ISCA Services

ISCA - International Speech
Communication Association

ISCApad Archive » 2021 » ISCApad #271 » Jobs » (2020-12-03) 6 months internship at GIPSA-Lab, Grenoble, France

ISCApad #271

Monday, January 11, 2021 by Chris Wellekens

6-25 (2020-12-03) 6 months internship at GIPSA-Lab, Grenoble, France

Deep learning-based speech coding and synthesis in adverse conditions.

Projet : Vokkero 2023

Type : Internship, 6 months, start of 2021

Offre : vogo-bernin-pfe-2

Contact : r.vincent@vogo.fr

Keywords : Neural vocoding, deep-learning, speech synthesis, training dataset, normalisation.

Résumé : The project consists in evaluating the performances of the LPCNet neural vocoder for

speech coding and decoding under adverse conditions (noisy environment, varied speech style, etc.)

and in proposing learning techniques to improve the quality of synthesis.

1 L’entreprise VOGO, le Gipsa-lab

Vogo is an SME based in Montpellier, south of France : www.vogo-group.com. Vogo is the first Sportech

listed on Euronext Growth and develops solutions that enrich the experience of fans and professionals

during sporting events. Its brand Vokkero is specialized in the design and production of radio communication

systems : www.vokkero.com. It offers solutions for teams working in very noisy environments and

is notably a world reference in the professional sports refereeing market.

Gipsa-lab is a CNRS research unit joint with Grenoble-INP (Grenoble Institute of Technology), and

Université Grenoble Alpes. With 350 people, including about 150 doctoral students, Gipsa-lab is a multidisciplinary

research unit developing both basic and applied researches on complex signals and systems.

Gipsa-lab is internationally recognised for the research achieved in Automatic Control, Signal and Images

processing, Speech and Cognition, and develops projects in the strategic areas of energy, environment,

communication, intelligent systems, Life and Health and language engineering.

2 Le projet Vokkero 2023

Every 3 years, Vokkero renews its Hardware (radio, cpu) and Software (rte, audio processing) platforms,

in order to design new generations of products. The project extends over several years of study

and it is within this framework that the internship is proposed. In the form of a partnership with the Gipsalab,

the project consists in the study of speech coding using « neural networks » approaches, in order

to obtain performances not yet reached by classical approaches.
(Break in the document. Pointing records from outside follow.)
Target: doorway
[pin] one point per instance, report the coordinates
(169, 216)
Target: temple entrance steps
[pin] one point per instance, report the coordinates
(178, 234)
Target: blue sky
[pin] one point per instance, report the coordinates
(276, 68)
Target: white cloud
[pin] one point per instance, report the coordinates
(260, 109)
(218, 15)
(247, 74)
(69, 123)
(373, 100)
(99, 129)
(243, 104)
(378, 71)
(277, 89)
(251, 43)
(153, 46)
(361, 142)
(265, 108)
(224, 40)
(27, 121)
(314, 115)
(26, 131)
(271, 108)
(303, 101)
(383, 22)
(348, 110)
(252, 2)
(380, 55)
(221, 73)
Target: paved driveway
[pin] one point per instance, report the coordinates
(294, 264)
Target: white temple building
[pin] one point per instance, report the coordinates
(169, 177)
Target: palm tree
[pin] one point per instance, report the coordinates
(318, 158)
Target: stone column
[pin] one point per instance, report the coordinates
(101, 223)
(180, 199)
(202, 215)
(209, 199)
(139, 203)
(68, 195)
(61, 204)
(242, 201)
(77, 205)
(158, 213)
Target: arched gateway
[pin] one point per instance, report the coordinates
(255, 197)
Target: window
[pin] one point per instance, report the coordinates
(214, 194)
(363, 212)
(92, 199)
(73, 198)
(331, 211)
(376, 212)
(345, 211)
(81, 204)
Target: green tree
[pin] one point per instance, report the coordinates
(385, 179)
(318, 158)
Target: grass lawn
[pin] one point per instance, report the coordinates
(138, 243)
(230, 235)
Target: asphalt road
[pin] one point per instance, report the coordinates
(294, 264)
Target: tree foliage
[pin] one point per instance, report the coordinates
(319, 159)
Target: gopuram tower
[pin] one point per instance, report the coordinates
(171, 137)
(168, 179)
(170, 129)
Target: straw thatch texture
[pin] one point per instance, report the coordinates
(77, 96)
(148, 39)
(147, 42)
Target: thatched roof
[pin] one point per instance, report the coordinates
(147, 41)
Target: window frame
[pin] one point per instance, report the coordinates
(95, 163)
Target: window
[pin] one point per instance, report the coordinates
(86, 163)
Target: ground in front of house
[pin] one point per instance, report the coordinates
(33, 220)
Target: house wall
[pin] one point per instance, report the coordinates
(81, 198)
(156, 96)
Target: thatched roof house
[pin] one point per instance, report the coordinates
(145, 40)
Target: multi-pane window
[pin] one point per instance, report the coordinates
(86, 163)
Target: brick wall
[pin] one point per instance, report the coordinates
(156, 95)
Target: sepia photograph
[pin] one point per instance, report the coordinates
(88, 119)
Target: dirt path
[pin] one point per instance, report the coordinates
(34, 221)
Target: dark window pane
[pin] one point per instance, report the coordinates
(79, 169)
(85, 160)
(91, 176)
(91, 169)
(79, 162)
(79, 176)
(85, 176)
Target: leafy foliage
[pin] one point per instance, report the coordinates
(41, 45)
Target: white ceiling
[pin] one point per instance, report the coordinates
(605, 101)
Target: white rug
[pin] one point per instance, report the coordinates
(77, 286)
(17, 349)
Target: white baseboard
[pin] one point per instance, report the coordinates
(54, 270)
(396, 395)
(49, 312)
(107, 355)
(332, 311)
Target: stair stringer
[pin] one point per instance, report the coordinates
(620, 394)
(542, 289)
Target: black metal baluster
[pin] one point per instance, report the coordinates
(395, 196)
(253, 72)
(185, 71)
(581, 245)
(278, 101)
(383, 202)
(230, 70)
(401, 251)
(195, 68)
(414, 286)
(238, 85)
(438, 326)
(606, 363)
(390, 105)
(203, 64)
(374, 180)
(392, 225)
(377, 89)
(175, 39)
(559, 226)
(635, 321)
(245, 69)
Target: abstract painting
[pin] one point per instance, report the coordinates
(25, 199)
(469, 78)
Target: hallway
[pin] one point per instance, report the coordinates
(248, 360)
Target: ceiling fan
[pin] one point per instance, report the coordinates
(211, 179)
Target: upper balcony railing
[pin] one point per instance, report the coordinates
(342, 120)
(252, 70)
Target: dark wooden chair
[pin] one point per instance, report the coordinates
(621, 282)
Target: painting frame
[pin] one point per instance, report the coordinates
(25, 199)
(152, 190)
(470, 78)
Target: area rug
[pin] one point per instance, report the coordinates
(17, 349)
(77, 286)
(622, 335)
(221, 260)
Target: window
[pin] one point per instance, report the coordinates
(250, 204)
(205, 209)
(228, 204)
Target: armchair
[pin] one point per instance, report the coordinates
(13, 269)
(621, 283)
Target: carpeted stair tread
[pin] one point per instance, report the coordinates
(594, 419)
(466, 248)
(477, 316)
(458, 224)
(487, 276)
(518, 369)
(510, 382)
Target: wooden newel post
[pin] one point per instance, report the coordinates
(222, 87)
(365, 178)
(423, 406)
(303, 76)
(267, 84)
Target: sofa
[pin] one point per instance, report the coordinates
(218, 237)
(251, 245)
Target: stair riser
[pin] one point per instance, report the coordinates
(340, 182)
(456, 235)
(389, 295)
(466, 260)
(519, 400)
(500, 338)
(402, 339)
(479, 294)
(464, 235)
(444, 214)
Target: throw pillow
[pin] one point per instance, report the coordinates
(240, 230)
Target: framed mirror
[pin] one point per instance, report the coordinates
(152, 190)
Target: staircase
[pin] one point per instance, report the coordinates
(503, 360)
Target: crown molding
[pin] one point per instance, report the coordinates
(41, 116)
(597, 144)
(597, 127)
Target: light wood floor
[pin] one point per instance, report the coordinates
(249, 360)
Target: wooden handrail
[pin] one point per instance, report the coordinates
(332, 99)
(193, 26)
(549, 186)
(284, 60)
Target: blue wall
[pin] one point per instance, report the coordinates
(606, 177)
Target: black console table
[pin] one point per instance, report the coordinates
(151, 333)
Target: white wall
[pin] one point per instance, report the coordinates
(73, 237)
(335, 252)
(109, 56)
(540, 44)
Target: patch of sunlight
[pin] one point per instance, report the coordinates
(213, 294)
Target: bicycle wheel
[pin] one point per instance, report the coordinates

The student will work at the GIPSA-lab

in the CRISSP team of the Speech and Cognition cluster under the supervision of Olivier PERROTIN, research

fellow at CNRS, and at the R&D of Vogo Bernin, with Rémy VINCENT, project leader on the Vogo

side.

3 Context & Objectives

The project consists in evaluating the performances of the LPCNet neural vocoder for speech coding

and decoding under adverse conditions (noisy environment, varied speech style, etc.) and in proposing

learning techniques to improve the quality of synthesis.

3.1 Context

Vocoders (voice coders) are models that allow a speech signal to be first reduced to a small set of

parameters (this is speech analysis or coding) and then reconstructed from these parameters (this is

speech synthesis or decoding). This coding/decoding process is essential in telecommunication applications,

where speech is coded, transmitted and then decoded at the receiver. The challenge is to minimise

the quantity of information transmitted, while keeping the quality of the reconstructed speech signal as

high as possible. Current techniques use high-quality speech signal models, with a constraint on algorithmic

complexity to ensure real-time processes in embedded systems. Examples of Codecs widelay

used are Speex (Skype) and its little brother, Opus (Zoom). A few orders of magnitude : OPUS converts a

sampled stream at 16kHz into a bitstream at 16kbits (i.e. a compression ratio of 1 :16), the reconstructed

signal is also at 16kHz and has 20ms of latency.

Since 2016 a new type of vocoder has emerged, called neural vocoder. Based on deep neural network

architectures, these are able to generate a speech signal from the classical input parameters of a

vocoder, without a priori knowledge of an explicit speech model, but using machine learning. The first

system, Google’s WaveNet [1], is capable of reconstructing a signal almost identical to natural speech,

but at a very high computation cost (20 seconds to generate a sample, 16,000 samples per second).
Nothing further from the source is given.